O adenovírus, por seu lado, não está normalmente associado a inflamações hepáticas. "As manifestações clínicas [do adenovírus] podem incluir os sintomas de uma constipação, faringite, amigdalite ou otite média. Em crianças muito pequenas e em adultos imunocomprometidos podem ocorrer, ocasionalmente, situações mais graves como infecção disseminada, pneumonia grave, meningite e encefalite", lê-se no site da Direção-Geral da Saúde, que acrescenta: "Os adenovírus são agentes conhecidos desde há muito e são responsáveis por infecções respiratórias quase sempre de evolução benigna".

Confinamento comprometeu imunidade

Uma eventual mudança genética do adenovírus não será, porém, a única causa a fazer subir o número de hepatites agudas em crianças. Segundo outra hipótese apresentada no congresso de Lisboa, a pandemia poderá também ter tido alguma influência, uma vez que que os confinamentos sucessivos e outras restrições acabaram por resguardar as crianças. Os menores foram naturalmente expostos a menores quantidades de vírus, o que pode resultar numa resposta imunitária desadequada com a reabertura da sociedade e o alívio das medidas para impedir o contágio da covid-19. E os adenovírus transmitem-se através do contacto próximo, pela tosse e espirros, ou pelo toque de superfícies contaminadas.

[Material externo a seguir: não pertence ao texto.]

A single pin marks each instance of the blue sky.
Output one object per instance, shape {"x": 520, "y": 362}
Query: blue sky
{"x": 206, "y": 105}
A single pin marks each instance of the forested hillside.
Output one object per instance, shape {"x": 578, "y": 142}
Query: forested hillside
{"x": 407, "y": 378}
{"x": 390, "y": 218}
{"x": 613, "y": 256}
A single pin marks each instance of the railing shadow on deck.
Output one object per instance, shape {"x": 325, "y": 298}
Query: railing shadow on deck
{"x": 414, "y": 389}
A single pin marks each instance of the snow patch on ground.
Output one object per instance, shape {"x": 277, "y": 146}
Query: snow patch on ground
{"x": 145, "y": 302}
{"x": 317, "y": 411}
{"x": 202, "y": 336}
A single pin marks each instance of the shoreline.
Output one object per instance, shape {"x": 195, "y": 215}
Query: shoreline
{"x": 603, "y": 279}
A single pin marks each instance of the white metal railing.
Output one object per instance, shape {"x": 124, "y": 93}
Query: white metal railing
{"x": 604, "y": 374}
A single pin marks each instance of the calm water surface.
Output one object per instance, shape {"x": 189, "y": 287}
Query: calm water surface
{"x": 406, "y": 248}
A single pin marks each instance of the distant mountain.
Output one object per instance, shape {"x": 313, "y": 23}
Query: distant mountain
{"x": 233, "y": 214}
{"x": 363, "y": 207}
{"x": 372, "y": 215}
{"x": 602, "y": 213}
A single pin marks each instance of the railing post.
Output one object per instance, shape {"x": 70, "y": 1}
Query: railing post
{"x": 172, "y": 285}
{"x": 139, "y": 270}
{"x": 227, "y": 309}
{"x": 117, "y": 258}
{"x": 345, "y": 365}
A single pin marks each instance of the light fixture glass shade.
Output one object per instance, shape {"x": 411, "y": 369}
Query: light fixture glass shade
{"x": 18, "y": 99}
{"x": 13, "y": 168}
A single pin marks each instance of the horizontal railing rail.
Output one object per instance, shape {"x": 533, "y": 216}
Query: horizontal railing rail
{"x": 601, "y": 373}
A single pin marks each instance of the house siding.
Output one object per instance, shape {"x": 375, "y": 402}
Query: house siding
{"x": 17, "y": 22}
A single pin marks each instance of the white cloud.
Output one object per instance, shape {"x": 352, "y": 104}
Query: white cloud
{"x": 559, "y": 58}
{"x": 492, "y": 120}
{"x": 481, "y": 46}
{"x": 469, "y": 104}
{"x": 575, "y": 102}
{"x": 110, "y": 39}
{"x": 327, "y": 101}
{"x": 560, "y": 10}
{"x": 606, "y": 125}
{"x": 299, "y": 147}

Segundo Meera Chand, das 53 crianças que foram diagnosticadas com hepatite aguda só em Inglaterra, 75% tiveram teste positivo para infeção por adenovírus. E as infeções por adenovírus nas crianças inglesas entre os 12 meses e os quatro anos está nos níveis mais altos de sempre em comparação com os últimos cinco anos, revelou ainda a especialista. 

"A nossa principal hipótese, perante os dados que temos visto, é que temos provavelmente um adenovírus normal a circular, mas temos um factor paralelo a afetar uma faixa etária particular de crianças e que está a tornar a infeção mais severa ou a fazê-la espoletar algum tipo [de resposta imunitária desadequada]", sublinhou Chand. 

Já Deirdre Kelly, especialista em hepatologia pediátrica e que tem trabalhado com a equipa que está a investigar os casos de hepatite aguda no Reino Unido, admitiu que devido ao isolamento as crianças possam  estar a responder a vírus para os quais já deveriam ter imunidade.

"Ou poderá ser uma infeção anterior com covid-19 que tenha afetado os sistemas de defesa do corpo", sublinhou ainda a especialista, citada pelo The Guardian

Note-se que os investigadores já afastaram qualquer relação da hepatite aguda de origem desconhecida com a vacina contra a covid-19, até porque a grande maioria das crianças que tem registado problemas hepáticos não tinha sido sequer vacinada, por estar abaixo do limite de idade.

Os casos de hepatite aguda em crianças já foram detetados em 12 países, com pelo menos 169 casos reportados pela Organização Mundial de Saúde - de acordo com o balanço mais recente, que remonta ao dia 21 de abril. O Reino Unido regista a maioria dos casos, seguindo-se Espanha e Israel. Também foram registados casos nos Estados Unidos, Dinamarca, Itália, França ou Bélgica.

Os sintomas de uma hepatite aguda são normalmente inespecíficos e podem confundir-se com os de uma gripe ou gastroenterite: as crianças podem ter náuseas, vómitos, diarreia ou perda de apetite, cansaço, dores musculares ou icterícia das escleróticas - cor amarelada na parte branca dos olhos. Também são comuns, segundo os especialistas, a urina mais escura e as fezes mais claras, dor abdominal, febre e comichão na pele. 

A boa higienização das mãos, superfícies e alimentos é uma forma de impedir o contágio das infeções mais comuns, evitando igualmente a transmissão do adenovírus que poderá estar na origem desta inflamação aguda do fígado.